Wednesday, December 12, 2007

But it's safe here...

I always hear people say things like "that doesn't happen here, not in MY town." I hear it quite a bit from people around here. They live in denial. They leave doors and windows unlocked, keys in cars, even with the cars running (I've seen cops do this as well) and most are generally oblivious to the world arouond them. Where I live we used to have a tiny county police station within walking distance from my house. It's since been closed and now the closest State police headquarters are maybe 10 miles away.

The thing is, bad things DO happen here. More often than you might think. In Newark where I go to school there is an armed robbery or home invasion in the student newspaper almost weekly, yet our school administration doesn't consider it necessary to allow campus police to carry their weapons. Instead they must radio the station if they're responding to a call and think they might need a gun.

Things like this do happen. The woman in the article was carjacked not half a mile from my house.

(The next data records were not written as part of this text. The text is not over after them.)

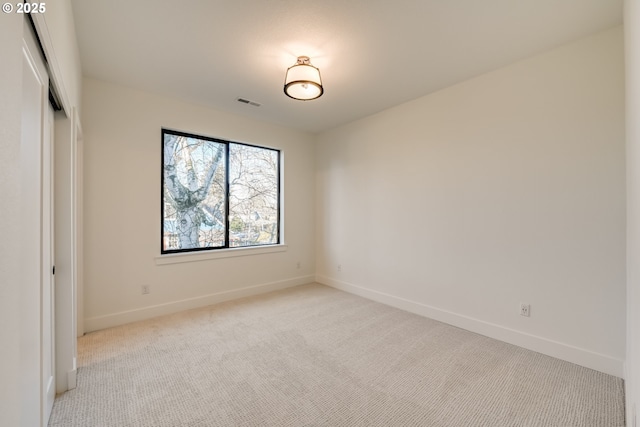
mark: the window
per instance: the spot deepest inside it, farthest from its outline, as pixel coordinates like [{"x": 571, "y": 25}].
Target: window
[{"x": 218, "y": 194}]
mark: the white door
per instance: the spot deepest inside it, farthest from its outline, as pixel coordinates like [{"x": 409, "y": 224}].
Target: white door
[{"x": 37, "y": 149}]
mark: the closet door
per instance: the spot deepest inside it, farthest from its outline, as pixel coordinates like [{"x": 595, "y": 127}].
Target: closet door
[{"x": 38, "y": 342}]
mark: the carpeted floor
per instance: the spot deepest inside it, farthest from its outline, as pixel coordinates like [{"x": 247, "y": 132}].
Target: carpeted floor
[{"x": 316, "y": 356}]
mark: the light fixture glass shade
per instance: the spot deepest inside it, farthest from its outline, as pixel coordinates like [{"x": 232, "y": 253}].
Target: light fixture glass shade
[{"x": 303, "y": 81}]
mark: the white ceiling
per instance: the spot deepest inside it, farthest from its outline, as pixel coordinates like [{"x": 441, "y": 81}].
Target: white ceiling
[{"x": 373, "y": 54}]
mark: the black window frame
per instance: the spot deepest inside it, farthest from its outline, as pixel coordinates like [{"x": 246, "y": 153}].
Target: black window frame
[{"x": 226, "y": 143}]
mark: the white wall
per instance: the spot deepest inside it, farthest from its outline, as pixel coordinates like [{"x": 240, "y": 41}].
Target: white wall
[
  {"x": 17, "y": 395},
  {"x": 10, "y": 223},
  {"x": 122, "y": 166},
  {"x": 632, "y": 56},
  {"x": 507, "y": 188}
]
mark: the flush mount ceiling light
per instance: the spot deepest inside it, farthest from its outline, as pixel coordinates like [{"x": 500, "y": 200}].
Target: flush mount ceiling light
[{"x": 303, "y": 81}]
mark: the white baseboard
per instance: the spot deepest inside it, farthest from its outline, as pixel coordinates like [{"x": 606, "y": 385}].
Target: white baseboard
[
  {"x": 72, "y": 379},
  {"x": 579, "y": 356},
  {"x": 115, "y": 319}
]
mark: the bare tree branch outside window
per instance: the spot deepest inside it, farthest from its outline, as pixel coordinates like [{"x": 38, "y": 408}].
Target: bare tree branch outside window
[{"x": 218, "y": 194}]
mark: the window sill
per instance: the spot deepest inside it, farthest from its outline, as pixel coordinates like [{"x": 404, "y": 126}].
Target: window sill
[{"x": 217, "y": 254}]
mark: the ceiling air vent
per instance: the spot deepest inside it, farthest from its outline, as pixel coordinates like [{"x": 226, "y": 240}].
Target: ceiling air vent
[{"x": 246, "y": 101}]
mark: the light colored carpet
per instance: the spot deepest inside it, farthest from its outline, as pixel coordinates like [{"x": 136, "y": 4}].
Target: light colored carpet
[{"x": 316, "y": 356}]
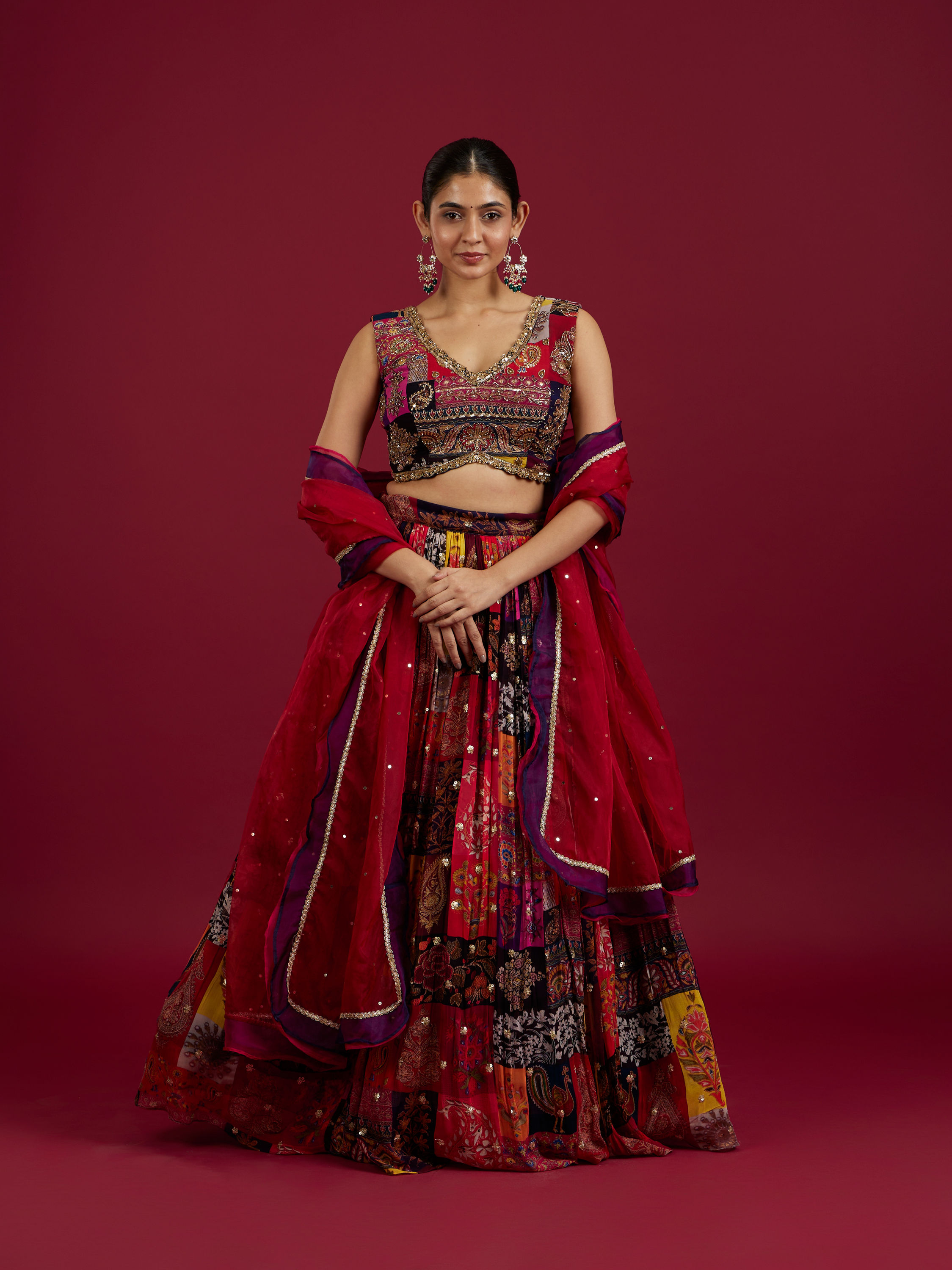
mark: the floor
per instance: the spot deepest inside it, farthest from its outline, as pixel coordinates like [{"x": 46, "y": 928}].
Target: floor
[{"x": 843, "y": 1157}]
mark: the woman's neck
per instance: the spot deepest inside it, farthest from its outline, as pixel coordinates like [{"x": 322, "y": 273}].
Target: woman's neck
[{"x": 472, "y": 295}]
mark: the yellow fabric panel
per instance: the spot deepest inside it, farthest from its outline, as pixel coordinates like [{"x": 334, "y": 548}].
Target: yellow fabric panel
[
  {"x": 691, "y": 1033},
  {"x": 456, "y": 549},
  {"x": 505, "y": 770},
  {"x": 214, "y": 1001}
]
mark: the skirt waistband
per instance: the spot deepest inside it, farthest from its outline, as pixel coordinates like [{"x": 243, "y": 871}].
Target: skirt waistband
[{"x": 406, "y": 510}]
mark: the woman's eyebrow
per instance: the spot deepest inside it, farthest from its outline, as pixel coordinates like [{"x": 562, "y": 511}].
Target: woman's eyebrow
[{"x": 495, "y": 202}]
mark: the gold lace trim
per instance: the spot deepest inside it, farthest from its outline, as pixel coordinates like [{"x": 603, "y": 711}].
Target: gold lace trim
[
  {"x": 505, "y": 465},
  {"x": 301, "y": 1010},
  {"x": 474, "y": 378}
]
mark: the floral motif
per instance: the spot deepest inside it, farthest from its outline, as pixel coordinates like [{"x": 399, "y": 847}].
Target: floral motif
[
  {"x": 696, "y": 1052},
  {"x": 536, "y": 1038},
  {"x": 644, "y": 1037}
]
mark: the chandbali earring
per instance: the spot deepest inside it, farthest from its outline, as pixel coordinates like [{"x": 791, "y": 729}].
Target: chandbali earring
[
  {"x": 428, "y": 272},
  {"x": 514, "y": 271}
]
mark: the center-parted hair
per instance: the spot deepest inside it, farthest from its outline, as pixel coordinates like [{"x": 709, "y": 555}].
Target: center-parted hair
[{"x": 464, "y": 158}]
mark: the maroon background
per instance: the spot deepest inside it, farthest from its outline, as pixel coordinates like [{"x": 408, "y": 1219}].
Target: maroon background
[{"x": 205, "y": 202}]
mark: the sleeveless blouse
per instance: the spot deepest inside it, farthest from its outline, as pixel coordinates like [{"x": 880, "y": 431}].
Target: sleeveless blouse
[{"x": 439, "y": 414}]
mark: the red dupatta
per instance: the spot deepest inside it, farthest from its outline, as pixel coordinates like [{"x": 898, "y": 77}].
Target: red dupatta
[{"x": 317, "y": 958}]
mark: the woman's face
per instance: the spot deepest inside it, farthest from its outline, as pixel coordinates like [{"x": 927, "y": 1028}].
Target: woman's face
[{"x": 472, "y": 223}]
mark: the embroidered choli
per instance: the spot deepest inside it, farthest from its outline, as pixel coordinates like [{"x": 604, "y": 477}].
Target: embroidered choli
[{"x": 440, "y": 416}]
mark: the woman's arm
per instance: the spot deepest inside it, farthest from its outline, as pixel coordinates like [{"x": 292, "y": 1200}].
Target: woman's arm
[
  {"x": 454, "y": 595},
  {"x": 351, "y": 411}
]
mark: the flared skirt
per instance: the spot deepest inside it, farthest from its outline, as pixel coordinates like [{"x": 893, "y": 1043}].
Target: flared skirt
[{"x": 536, "y": 1038}]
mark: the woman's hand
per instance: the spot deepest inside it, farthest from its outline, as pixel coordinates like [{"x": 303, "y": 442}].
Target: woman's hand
[{"x": 447, "y": 605}]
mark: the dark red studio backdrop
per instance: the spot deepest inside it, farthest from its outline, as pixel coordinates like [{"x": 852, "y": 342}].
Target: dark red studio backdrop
[{"x": 205, "y": 202}]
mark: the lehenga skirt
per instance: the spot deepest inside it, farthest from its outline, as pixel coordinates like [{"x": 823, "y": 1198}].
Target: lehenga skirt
[{"x": 536, "y": 1038}]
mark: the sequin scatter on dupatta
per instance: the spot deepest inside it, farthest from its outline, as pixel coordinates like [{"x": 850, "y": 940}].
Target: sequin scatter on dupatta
[{"x": 536, "y": 1038}]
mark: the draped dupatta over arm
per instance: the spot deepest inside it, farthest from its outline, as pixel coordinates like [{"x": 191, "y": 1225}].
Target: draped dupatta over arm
[{"x": 317, "y": 945}]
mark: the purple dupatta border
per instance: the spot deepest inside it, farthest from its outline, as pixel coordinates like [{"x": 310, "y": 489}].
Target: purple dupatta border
[{"x": 327, "y": 465}]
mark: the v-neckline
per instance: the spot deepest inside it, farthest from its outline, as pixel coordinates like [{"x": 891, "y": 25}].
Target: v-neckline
[{"x": 464, "y": 371}]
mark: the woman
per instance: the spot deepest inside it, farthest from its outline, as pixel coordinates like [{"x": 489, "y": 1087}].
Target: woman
[{"x": 451, "y": 933}]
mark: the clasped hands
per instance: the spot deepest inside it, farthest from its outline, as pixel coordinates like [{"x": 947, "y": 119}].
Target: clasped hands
[{"x": 446, "y": 606}]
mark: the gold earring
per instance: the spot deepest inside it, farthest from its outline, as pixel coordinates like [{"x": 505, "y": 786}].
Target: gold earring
[
  {"x": 428, "y": 272},
  {"x": 514, "y": 271}
]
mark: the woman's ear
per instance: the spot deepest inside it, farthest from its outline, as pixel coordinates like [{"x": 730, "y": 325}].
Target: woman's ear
[{"x": 421, "y": 219}]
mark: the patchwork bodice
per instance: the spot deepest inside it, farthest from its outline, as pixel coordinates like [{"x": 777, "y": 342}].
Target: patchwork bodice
[{"x": 440, "y": 416}]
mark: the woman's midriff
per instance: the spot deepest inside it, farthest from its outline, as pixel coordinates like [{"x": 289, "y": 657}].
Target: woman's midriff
[{"x": 476, "y": 487}]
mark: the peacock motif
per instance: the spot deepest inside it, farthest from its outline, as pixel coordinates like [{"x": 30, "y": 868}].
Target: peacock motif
[{"x": 556, "y": 1100}]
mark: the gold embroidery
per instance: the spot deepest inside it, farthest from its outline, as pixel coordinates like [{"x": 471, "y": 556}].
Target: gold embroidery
[
  {"x": 464, "y": 371},
  {"x": 563, "y": 352},
  {"x": 421, "y": 398},
  {"x": 568, "y": 860},
  {"x": 593, "y": 460},
  {"x": 565, "y": 308},
  {"x": 507, "y": 465},
  {"x": 365, "y": 675},
  {"x": 402, "y": 444},
  {"x": 433, "y": 893},
  {"x": 552, "y": 714},
  {"x": 392, "y": 963},
  {"x": 504, "y": 413}
]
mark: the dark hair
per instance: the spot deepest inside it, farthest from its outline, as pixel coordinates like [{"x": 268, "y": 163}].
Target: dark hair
[{"x": 464, "y": 158}]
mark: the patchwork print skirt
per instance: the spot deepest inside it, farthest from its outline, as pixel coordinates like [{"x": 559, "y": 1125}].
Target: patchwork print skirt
[{"x": 536, "y": 1038}]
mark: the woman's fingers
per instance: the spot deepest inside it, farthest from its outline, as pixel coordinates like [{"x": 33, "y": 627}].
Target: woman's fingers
[
  {"x": 437, "y": 641},
  {"x": 475, "y": 638},
  {"x": 450, "y": 646},
  {"x": 463, "y": 642}
]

An elderly couple not too far away from me was murdered a year or two ago by a man with an Axe who had broken into their home. I don't understand how people can expect that "the cops will get here in time to save me." or worse, they realize that the cops can't protect them and still convince themselves that they're insulated from the violence in the world and that owning a gun will only increase, not decrease that violence. They see only violence, unable (or unwilling) to see the difference between the predatory violence of criminals and the protective violence of their fellow citizens. They don't understand, as Sir Robert Peel explained, that the duties of the police and citizens are intertwined. In a general sense, citizens are the police, and the police are citizens. It doesn't matter whether an armed citizen already at the scene stops a threat, or whether a responding police officer does. Marko explained that perfectly in a recent post and I think his words are worth quoting.

"I've said it before, but it bears repeating: the only thing that will stop an armed attacker on the spot is a person with a gun of their own. Gun haters realize this as well, which is why they rarely ever suggest disarming the police. They, too, rely on the gun to protect themselves from harm--they just feel all high and mighty because they outsource the task.

The number of casualties at the site of an attempted mass shooting is usually determined by whether the gun used to stop the killer is already at the site, or whether it must be carried there in the holster of a police officer."